The King's College research suggests that four in five people do recognise that serious terror attacks have occurred in the UK.

But, when asked specifically about the Manchester and 7/7 bombings, a significant minority - one in seven people surveyed - have doubts about whether those attacks even happened at all.

And more than one in 10 of those surveyed think the Manchester Arena attack was a hoax.

"This not only disengages people from society generally. For that small minority who get really caught up in conspiracies, it can actually affect their behaviour," explained Prof Bobby Duffy, who led the research. He feared that those who believe these theories are more likely to target survivors with abuse.

The research distinguishes between those who believe terror attacks, such as the Manchester Arena bombing, were a hoax, and those who aren't sure about the truth of these attacks.
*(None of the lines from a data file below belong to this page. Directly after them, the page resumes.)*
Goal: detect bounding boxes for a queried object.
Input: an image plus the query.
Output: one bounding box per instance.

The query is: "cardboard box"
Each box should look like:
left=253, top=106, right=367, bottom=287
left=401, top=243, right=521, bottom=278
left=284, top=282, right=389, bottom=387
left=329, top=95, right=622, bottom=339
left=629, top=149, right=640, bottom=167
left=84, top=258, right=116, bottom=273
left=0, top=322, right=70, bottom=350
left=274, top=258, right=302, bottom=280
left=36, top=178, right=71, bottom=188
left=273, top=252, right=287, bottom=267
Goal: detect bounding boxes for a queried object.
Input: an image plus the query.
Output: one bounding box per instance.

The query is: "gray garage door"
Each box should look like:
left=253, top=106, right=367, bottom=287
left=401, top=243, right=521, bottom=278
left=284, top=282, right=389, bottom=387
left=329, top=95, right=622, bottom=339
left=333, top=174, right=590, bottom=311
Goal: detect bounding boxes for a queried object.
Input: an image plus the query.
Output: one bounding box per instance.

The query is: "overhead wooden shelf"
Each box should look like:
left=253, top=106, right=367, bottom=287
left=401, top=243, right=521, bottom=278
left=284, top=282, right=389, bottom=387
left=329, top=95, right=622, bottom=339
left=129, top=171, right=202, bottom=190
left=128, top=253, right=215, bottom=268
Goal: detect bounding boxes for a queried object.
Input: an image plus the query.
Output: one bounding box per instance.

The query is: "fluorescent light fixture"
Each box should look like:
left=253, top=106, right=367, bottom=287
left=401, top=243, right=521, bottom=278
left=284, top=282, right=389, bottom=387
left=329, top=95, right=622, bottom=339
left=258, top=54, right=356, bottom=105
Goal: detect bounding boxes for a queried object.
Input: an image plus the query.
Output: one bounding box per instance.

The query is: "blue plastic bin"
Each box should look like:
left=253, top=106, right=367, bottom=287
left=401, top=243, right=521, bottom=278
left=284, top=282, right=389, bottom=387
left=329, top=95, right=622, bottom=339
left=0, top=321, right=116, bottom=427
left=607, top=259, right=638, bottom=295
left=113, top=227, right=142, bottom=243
Prof Duffy describes how anxiety, uncertainty and social media habits can all tip someone from simply questioning events, to arriving at more extreme beliefs.

Of the 14% of those surveyed who believe "crisis actors" were involved in the Manchester Arena attack, just under half say the messaging app Telegram is a key source of information on news and events for them. They were also more likely to be under 24 years old and not to have voted in the last election.

The research suggests that the pandemic has created a "gateway" for these conspiracies, with a third of people surveyed saying it has made them more suspicious of official explanations of terror attacks. Prof Duffy said he expects the current economic climate to exacerbate this tendency.

One of those who admits to engaging with such online conspiracy theories is Alicia, who said she lost faith in the government during the pandemic. She said she struggled during lockdown and now she's struggling with the cost-of-living crisis. Social media is the main place she turns to for updates and information.

The mental health worker had said online that she was looking forward to visiting his stall.

"People don't feel safe any more because they've got nobody to look to who tells us the truth. That's quite scary, actually."

She told me that she doesn't want it to be true that the Manchester Arena bombing was a hoax, but it really frightens her that it could be - and she's not sure what's true any more.

When I told her how I've interviewed survivors who were injured in the attacks, and how they have been deeply hurt by Mr Hall's false claims, she appears genuinely shocked.

Alicia says she has never sent out online abuse based on these kinds of conspiracy theories. But there are plenty who have.

Travis Frain was trolled by online conspiracists after he was filmed just after being hit by a car during the 2017 Westminster Bridge terror attack. Mobile phone footage of him standing on the bridge after breaking his leg - adrenaline delaying the pain - inspired a wave of online abuse.

Travis Frain
Travis Frain, who survived the Westminster bridge attack, has received a torrent of abuse


He received the first message about the attack in hospital the next day.

"We know the attack was staged. I hope they hang you," it read.

In the months after the attack, Mr Frain flagged videos and posts to social media sites using their reporting tools, but he said nothing happened until his lawyer wrote to them.

YouTube did then take down various videos which promoted the theory that he was a "crisis actor", but he said he has had only varying degrees of success with other major social media sites.

Mr Frain reported the abuse to the Metropolitan Police. No-one has been charged.

He said he felt "powerless" because people don't realise how viciously and frequently terror survivors are trolled online.

It's for that reason these survivors have decided to speak up - and that some are looking to the courts to hold the conspiracy world to account.